I have compiled the following code to create a word cloud of terms used in tweets containing the term "happy".
import tweepy
from tweepy import OAuthHandler
from tweepy.streaming import StreamListener
from time import sleep
import json
import os
from wordcloud import WordCloud, STOPWORDS, ImageColorGenerator
import matplotlib.pyplot as plt
from scipy.misc import imread
import time
import pandas as pd
consumer_key =''
consumer_secret =''
access_token =''
access_token_secret =''
auth = tweepy.OAuthHandler(consumer_key, consumer_secret)
auth.set_access_token(access_token, access_token_secret)
api = tweepy.API(auth, wait_on_rate_limit=True)
searchTerm ='happy'
MAX_TWEETS = 10
search_data=[ ]
current_working_dir = os.path.dirname(os.path.realpath(__file__))
current_working_dir = "./"
log_tweets = current_working_dir + str(time.time()) + '_searchtweets.txt'
with open(log_tweets, 'w') as outfile:
for tweet in tweepy.Cursor(api.search,q=searchTerm).items(MAX_TWEETS):
search_data.append(json.loads(json.dumps(tweet._json)))
outfile.write(json.dumps(tweet._json))
outfile.write("\n")
tweets = pd.DataFrame()
tweets['created_at'] = list(map(lambda tweet: time.strftime('%Y-%m-%d %H:%M:%S', time.strptime(tweet['created_at'],'%a %b %d %H:%M:%S +0000 %Y')), search_data))
tweets['user'] = list(map(lambda tweet: tweet['user']['screen_name'], search_data))
tweets['text'] = list(map(lambda tweet: tweet['text'].encode('utf-8'), search_data))
tweets['lang'] = list(map(lambda tweet: tweet['lang'], search_data))
tweets['Location'] = list(map(lambda tweet: tweet['place']['country'] if tweet['place'] != None else None, search_data))
tweets['retweet_count'] = list(map(lambda tweet: tweet['retweet_count'], search_data))
tweets['favorite_count'] = list(map(lambda tweet: tweet['favorite_count'], search_data))

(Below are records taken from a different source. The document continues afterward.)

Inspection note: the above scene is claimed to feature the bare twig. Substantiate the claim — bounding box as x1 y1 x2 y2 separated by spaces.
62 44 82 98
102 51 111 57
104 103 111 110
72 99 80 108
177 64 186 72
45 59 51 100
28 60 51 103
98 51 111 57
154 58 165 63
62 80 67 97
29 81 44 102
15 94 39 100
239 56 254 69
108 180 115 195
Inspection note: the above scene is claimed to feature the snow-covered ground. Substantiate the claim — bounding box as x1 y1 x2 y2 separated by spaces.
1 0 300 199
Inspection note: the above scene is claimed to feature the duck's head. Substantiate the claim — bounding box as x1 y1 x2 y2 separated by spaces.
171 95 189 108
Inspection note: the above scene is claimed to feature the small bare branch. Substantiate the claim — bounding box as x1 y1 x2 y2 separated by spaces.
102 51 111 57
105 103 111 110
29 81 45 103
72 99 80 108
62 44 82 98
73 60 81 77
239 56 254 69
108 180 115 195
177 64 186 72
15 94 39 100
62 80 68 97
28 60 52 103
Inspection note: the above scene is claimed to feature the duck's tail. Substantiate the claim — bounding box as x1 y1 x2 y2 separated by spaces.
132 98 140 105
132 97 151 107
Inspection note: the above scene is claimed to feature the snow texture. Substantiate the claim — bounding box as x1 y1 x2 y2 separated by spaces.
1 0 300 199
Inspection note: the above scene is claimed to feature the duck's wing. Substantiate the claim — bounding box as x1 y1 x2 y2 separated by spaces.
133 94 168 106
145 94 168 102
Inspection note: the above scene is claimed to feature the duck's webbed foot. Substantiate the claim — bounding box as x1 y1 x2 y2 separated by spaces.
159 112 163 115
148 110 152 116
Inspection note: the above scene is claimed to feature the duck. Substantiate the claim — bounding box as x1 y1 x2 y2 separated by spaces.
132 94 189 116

tweets['long'] = list(map(lambda tweet: tweet['coordinates']['coordinates'][0] if tweet['coordinates'] != None else 'NaN', search_data))
tweets['latt'] = list(map(lambda tweet: tweet['coordinates']['coordinates'][1] if tweet['coordinates'] != None else 'NaN', search_data))
words = " ".join(tweets['text'].values.astype(str))
no_urls_no_tags = " ".join([word for word in words.split()
if 'http' not in word
and not word.startswith('@')
and word != 'RT'
])
search_mask = imread('images/twitter_mask.png', flatten=True )
wc = WordCloud(background_color="white",
font_path="/Library/Fonts/Verdana.ttf",
stopwords=STOPWORDS,
width=1800,
height=140,
mask=search_mask)
wc.generate(no_urls_no_tags)
plt.imshow(wc)
plt.axis("off")
plt.savefig('search_term_wordcloud_print.png', dpi =300)
plt.show()
When running, i get the following error message,
words = " ".join(tweets['text'].values.astype(str))
UnicodeDecodeError: 'ascii' codec can't decode byte 0xe2 in position 139: ordinal not in range(128)
is there a way, or lines of code to change to stop this error from occurring?